Swedish sex toy company Lelo has developed a condom with hexagonal-shaped cells that the company claims will tear less than others on the market.
Hex was designed to tackle the most common consumer complaints about condoms – that they break, slip and reduce sensation.
Its structural integrity and added grip comes from the addition of a hexagonal webbing, which means the product can withstand more stress than a regular condom, even though it is still made of latex.
"There's a reason why honeycombs are the shape they are, and why snake scales move the way they do," said Filip Sedic, inventor of Hex and founder of Lelo. "It's because hexagons are strong, symmetrical and tessellate perfectly."

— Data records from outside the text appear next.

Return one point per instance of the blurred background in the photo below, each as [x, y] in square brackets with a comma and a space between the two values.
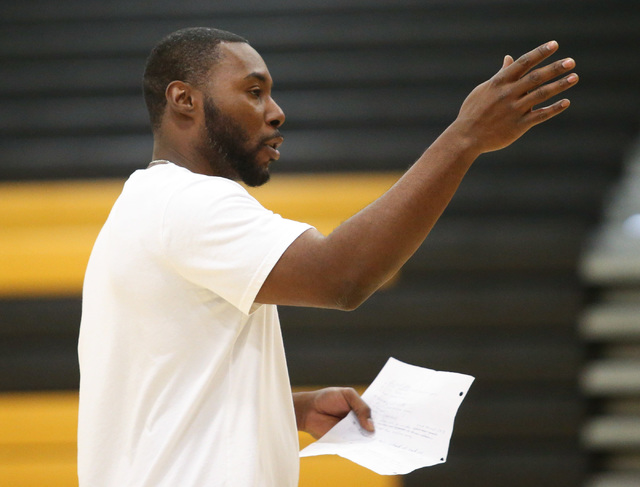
[530, 282]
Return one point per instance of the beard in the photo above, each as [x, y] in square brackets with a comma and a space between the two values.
[226, 148]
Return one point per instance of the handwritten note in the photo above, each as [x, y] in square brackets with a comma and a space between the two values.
[413, 410]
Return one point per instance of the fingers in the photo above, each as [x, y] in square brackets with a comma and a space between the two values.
[543, 114]
[359, 407]
[542, 75]
[545, 92]
[527, 61]
[508, 60]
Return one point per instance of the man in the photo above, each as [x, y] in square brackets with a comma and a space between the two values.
[183, 377]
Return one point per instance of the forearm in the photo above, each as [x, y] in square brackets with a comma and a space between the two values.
[344, 268]
[372, 246]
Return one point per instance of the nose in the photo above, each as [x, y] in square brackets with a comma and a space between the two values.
[275, 115]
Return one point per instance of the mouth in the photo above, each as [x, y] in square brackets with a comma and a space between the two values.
[272, 147]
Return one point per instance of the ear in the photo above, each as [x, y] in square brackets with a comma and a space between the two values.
[182, 98]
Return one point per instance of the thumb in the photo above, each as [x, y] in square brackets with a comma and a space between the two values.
[508, 60]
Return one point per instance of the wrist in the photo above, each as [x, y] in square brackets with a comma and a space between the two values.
[459, 136]
[300, 406]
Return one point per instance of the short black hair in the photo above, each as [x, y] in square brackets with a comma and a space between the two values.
[185, 55]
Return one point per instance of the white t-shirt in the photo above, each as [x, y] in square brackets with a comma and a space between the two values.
[183, 378]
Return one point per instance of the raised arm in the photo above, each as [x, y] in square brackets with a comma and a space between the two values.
[344, 268]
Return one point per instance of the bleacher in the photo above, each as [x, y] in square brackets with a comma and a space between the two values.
[366, 86]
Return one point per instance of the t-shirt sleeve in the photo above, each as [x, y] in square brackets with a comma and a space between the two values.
[219, 237]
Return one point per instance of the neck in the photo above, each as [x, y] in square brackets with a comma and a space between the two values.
[184, 157]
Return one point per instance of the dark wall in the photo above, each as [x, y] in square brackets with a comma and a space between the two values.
[366, 86]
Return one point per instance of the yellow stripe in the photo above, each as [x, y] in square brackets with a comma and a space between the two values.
[47, 229]
[38, 447]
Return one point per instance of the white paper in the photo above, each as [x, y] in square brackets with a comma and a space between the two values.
[413, 410]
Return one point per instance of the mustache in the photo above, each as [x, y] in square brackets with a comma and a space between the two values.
[274, 135]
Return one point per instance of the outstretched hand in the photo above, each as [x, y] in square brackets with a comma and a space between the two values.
[500, 110]
[318, 411]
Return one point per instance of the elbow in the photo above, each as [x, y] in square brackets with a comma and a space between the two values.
[351, 296]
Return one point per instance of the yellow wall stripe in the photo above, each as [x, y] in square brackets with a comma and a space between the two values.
[47, 229]
[38, 447]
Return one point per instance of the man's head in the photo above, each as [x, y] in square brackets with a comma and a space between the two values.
[209, 99]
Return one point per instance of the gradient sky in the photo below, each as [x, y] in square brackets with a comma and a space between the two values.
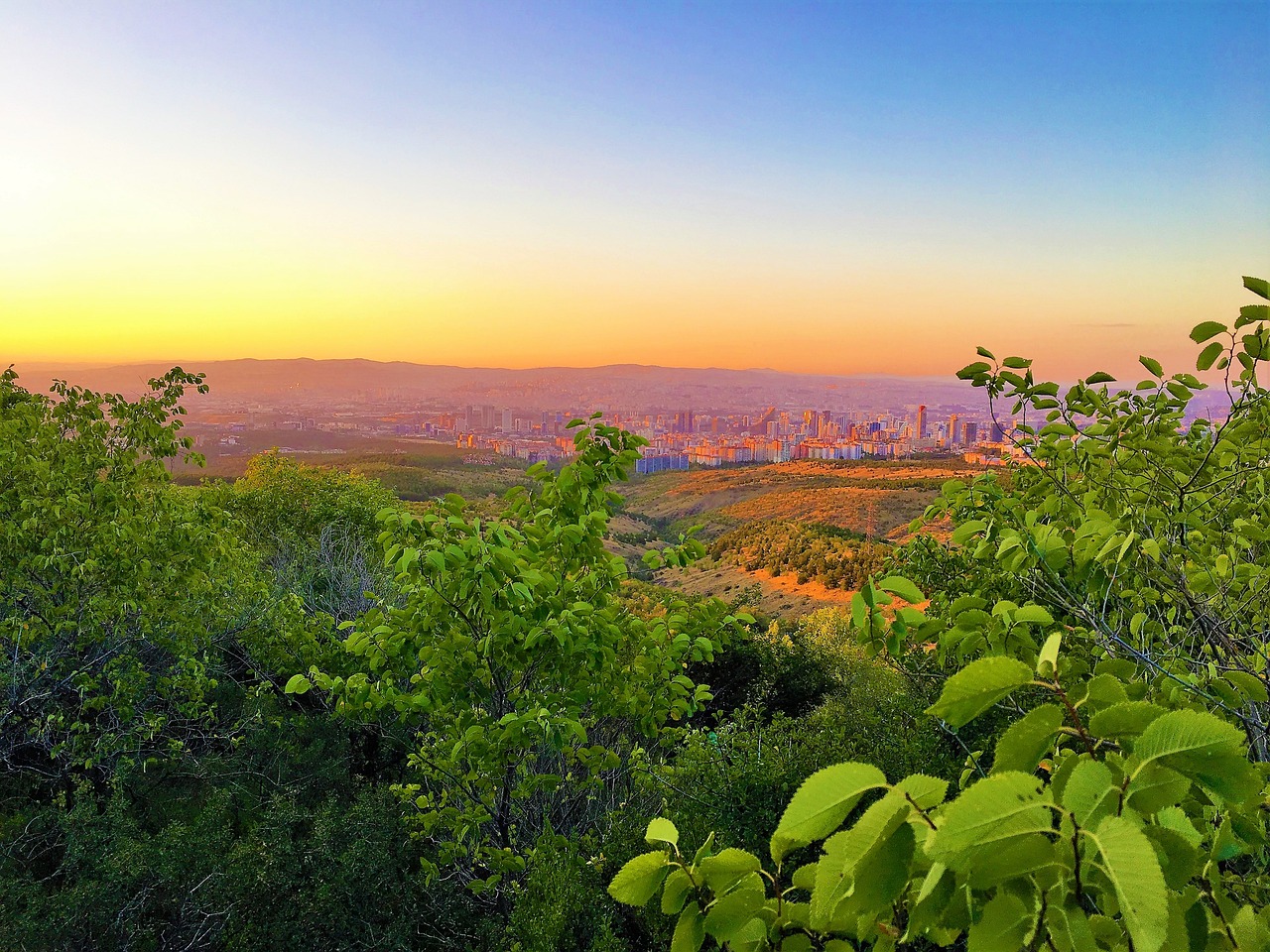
[810, 186]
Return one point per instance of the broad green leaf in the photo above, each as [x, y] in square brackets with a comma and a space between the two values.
[976, 687]
[988, 812]
[1034, 613]
[903, 588]
[1003, 927]
[1026, 740]
[973, 370]
[822, 803]
[728, 867]
[928, 792]
[728, 914]
[1257, 286]
[1020, 857]
[1206, 330]
[1203, 747]
[1128, 860]
[1047, 661]
[676, 892]
[1091, 792]
[844, 851]
[1209, 354]
[662, 830]
[690, 930]
[636, 881]
[1124, 720]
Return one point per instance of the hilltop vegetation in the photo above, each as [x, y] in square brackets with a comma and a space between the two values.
[296, 712]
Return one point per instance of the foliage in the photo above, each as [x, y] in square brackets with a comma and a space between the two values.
[832, 556]
[520, 671]
[1119, 809]
[117, 594]
[316, 529]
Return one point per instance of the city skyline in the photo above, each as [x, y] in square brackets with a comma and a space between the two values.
[842, 189]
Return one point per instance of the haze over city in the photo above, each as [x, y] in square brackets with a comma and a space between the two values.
[815, 188]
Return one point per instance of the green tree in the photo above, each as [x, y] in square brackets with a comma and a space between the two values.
[316, 527]
[524, 676]
[117, 593]
[1120, 807]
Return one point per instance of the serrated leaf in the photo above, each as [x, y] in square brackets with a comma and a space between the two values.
[690, 930]
[987, 812]
[1026, 740]
[903, 588]
[1129, 862]
[1091, 792]
[976, 687]
[636, 881]
[1203, 747]
[1209, 354]
[662, 830]
[728, 867]
[822, 803]
[728, 914]
[1124, 720]
[1206, 330]
[1003, 927]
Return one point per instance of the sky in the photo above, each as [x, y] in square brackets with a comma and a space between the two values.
[829, 188]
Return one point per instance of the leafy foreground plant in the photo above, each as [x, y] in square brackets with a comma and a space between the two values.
[524, 678]
[1119, 810]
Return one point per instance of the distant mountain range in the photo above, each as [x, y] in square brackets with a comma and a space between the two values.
[613, 386]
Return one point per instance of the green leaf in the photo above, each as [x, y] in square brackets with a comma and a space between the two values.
[1091, 792]
[903, 588]
[1209, 354]
[728, 867]
[1128, 860]
[676, 892]
[662, 830]
[1047, 661]
[690, 930]
[1124, 720]
[987, 812]
[1206, 330]
[729, 914]
[636, 881]
[976, 687]
[973, 370]
[1203, 747]
[822, 803]
[1003, 927]
[1025, 742]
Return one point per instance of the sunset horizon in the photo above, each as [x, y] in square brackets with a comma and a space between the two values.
[817, 189]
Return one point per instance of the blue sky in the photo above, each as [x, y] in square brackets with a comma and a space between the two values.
[583, 180]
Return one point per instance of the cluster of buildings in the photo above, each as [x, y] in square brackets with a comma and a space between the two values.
[685, 438]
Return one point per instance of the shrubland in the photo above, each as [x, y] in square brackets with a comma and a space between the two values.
[295, 712]
[1112, 621]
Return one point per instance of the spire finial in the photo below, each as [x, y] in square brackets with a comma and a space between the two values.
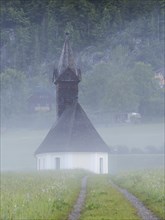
[67, 34]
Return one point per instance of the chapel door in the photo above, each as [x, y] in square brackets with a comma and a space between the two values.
[57, 163]
[101, 165]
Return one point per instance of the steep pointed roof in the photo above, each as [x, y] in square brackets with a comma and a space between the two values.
[73, 132]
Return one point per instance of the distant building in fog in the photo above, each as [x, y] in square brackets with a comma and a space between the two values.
[73, 142]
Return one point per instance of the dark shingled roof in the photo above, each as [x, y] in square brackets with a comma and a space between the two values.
[73, 132]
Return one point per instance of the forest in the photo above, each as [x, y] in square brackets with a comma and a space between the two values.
[117, 44]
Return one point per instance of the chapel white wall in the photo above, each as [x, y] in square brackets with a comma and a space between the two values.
[76, 160]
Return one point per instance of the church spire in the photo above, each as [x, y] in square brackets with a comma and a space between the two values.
[66, 59]
[66, 78]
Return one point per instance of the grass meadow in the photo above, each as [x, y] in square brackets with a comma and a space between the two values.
[38, 195]
[148, 186]
[104, 202]
[52, 195]
[27, 194]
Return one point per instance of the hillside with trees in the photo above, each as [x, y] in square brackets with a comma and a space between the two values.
[118, 44]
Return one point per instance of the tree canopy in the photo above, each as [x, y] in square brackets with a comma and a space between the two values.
[119, 44]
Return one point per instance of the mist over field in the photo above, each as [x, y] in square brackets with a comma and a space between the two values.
[119, 47]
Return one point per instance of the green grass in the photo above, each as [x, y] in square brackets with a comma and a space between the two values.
[39, 195]
[148, 186]
[104, 203]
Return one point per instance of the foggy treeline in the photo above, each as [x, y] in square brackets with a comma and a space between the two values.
[118, 44]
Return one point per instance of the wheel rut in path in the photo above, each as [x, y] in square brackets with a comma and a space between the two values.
[75, 214]
[143, 212]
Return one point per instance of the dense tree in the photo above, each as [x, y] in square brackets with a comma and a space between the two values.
[119, 44]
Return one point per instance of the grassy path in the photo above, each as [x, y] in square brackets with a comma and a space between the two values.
[103, 202]
[143, 212]
[62, 195]
[75, 214]
[148, 186]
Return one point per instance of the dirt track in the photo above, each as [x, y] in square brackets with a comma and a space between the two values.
[142, 211]
[75, 214]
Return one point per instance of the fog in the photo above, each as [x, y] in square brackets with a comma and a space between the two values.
[18, 146]
[118, 77]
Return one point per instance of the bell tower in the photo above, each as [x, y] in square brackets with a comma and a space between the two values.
[66, 79]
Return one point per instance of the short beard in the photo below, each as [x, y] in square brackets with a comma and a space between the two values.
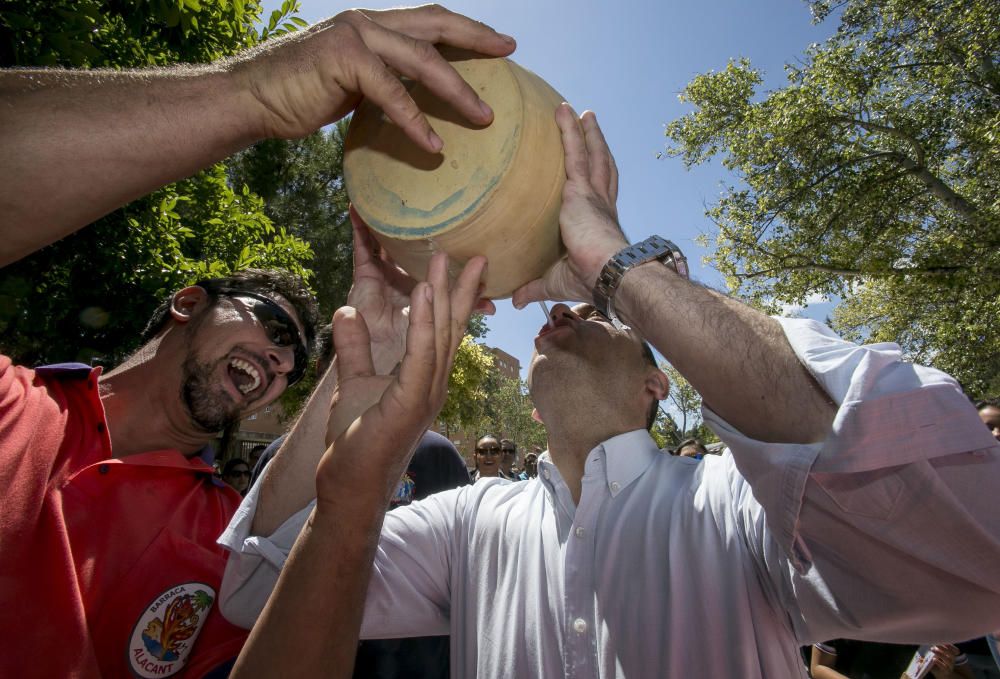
[210, 407]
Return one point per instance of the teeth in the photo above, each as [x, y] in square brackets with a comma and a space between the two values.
[240, 364]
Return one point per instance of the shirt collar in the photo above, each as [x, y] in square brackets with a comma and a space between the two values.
[626, 458]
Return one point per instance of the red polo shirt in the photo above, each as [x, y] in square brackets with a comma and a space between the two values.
[108, 567]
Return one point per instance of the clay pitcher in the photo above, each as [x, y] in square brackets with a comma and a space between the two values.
[493, 190]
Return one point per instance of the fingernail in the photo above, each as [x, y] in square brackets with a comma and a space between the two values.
[435, 141]
[485, 108]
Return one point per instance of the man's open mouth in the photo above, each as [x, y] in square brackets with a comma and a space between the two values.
[555, 325]
[244, 375]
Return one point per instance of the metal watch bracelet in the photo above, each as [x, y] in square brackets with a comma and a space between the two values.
[628, 258]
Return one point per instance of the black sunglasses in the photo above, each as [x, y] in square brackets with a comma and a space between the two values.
[280, 328]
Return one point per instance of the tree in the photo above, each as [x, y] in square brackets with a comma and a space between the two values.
[90, 295]
[466, 394]
[302, 184]
[873, 175]
[683, 401]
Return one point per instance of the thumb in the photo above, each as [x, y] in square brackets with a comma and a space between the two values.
[532, 291]
[353, 344]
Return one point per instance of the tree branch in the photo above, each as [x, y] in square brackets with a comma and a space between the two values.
[889, 272]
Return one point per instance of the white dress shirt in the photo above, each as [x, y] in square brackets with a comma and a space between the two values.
[674, 567]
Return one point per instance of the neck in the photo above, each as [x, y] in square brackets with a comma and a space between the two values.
[570, 446]
[143, 407]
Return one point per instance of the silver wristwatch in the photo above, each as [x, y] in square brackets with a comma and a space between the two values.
[652, 248]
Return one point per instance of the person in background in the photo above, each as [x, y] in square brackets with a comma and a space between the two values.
[531, 465]
[790, 537]
[253, 457]
[487, 458]
[849, 659]
[76, 145]
[508, 460]
[989, 413]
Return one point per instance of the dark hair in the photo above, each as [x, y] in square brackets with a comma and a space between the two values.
[261, 281]
[654, 406]
[231, 465]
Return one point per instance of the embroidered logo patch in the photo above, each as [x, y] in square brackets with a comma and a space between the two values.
[162, 638]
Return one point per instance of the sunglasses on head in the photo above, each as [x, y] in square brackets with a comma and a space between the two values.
[279, 326]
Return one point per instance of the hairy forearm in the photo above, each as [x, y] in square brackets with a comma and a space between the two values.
[289, 482]
[311, 623]
[736, 357]
[78, 144]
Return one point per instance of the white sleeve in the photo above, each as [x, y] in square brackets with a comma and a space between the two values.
[254, 560]
[888, 528]
[409, 591]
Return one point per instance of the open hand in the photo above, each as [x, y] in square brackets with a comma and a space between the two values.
[382, 417]
[588, 220]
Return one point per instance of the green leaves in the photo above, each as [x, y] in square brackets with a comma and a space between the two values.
[90, 295]
[873, 176]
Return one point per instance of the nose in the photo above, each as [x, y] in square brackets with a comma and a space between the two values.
[560, 311]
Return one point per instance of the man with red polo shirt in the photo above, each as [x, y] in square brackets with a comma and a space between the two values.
[112, 543]
[108, 562]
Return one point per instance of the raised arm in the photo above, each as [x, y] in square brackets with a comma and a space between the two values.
[736, 357]
[381, 294]
[312, 620]
[78, 144]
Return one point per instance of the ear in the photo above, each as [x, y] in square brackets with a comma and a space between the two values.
[657, 384]
[186, 303]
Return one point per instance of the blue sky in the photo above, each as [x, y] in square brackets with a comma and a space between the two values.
[627, 61]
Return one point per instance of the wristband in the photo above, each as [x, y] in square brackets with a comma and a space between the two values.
[628, 258]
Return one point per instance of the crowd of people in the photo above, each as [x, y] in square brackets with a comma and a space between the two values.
[855, 498]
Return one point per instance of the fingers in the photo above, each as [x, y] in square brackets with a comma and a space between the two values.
[416, 372]
[369, 75]
[364, 244]
[419, 60]
[404, 40]
[353, 345]
[603, 171]
[437, 276]
[465, 297]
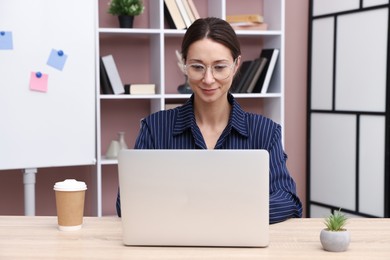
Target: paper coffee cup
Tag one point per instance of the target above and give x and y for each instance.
(70, 196)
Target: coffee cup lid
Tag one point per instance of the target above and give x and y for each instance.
(70, 185)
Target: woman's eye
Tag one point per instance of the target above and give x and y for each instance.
(197, 67)
(220, 67)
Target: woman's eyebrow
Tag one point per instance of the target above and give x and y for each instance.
(200, 61)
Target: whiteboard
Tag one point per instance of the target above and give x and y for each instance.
(56, 127)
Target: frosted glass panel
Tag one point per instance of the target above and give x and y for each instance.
(332, 159)
(361, 63)
(368, 3)
(372, 165)
(332, 6)
(322, 64)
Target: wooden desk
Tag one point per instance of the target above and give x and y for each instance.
(101, 238)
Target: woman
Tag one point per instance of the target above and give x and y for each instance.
(212, 118)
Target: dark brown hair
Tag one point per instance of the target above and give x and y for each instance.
(212, 28)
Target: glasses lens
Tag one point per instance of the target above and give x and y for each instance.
(197, 71)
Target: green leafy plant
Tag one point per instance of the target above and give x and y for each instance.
(126, 7)
(336, 221)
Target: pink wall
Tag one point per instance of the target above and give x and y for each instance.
(296, 41)
(11, 181)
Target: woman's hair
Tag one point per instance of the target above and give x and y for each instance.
(212, 28)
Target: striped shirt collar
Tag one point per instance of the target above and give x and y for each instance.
(186, 118)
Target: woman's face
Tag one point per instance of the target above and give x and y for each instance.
(216, 61)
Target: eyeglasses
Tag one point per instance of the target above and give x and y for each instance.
(196, 71)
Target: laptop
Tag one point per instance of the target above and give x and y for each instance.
(213, 198)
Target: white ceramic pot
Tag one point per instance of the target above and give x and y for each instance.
(335, 241)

"They're nature's go-to shape for anything needing to be at once lightweight, and incredibly strong."
Hex's hexagonal web is raised by 0.01mm on the inside of the condom in order to provide more grip and reduce slippage – like wet-weather tires.
The company demonstrates Hex's structural advantage on its website by showing it and a regular condom stretched over the rim of a glass.
Both are then pierced with a needle, and while the regular condom splits, Hex's surface remains more intact, arguably offering more protection.
The tear-resistant webbing in Hex is inspired by new ultra-thin material graphene, which is made up of carbon atoms densely packed into a hexagonal pattern.
Other scientists are combining graphene with latex to create condoms that are "thinner, stronger, safer and more pleasurable".
Hex is 0.045 millimetres thick compared to 0.07 millimetres for standard condoms, although ultra-thin varieties exist that are as fine as 0.02 millimetres.
Lelo's condom is the result of three years of research and four years of testing.
For decades, condoms have been made by dipping a cylindrical mould into a vat of liquid latex and peeling the material off when it dries.
To create the Hex condom, Lelo designed a specific mould engraved with a honeycomb pattern. The mould is first dunked into the latex mixture to fill the impressions, and again to cover the rest of the mould.
The latex condom was first introduced in the 1920s, when it surpassed the hand-dipped rubber sheathes used previously because it was both easier to produce and more comfortable to wear.
Designers have come up with a variety of other ideas for improving contraception, including a condom wrapper that can be opened with a simple finger-clicking action and an open-source, intrauterine device made using a one-cent coin.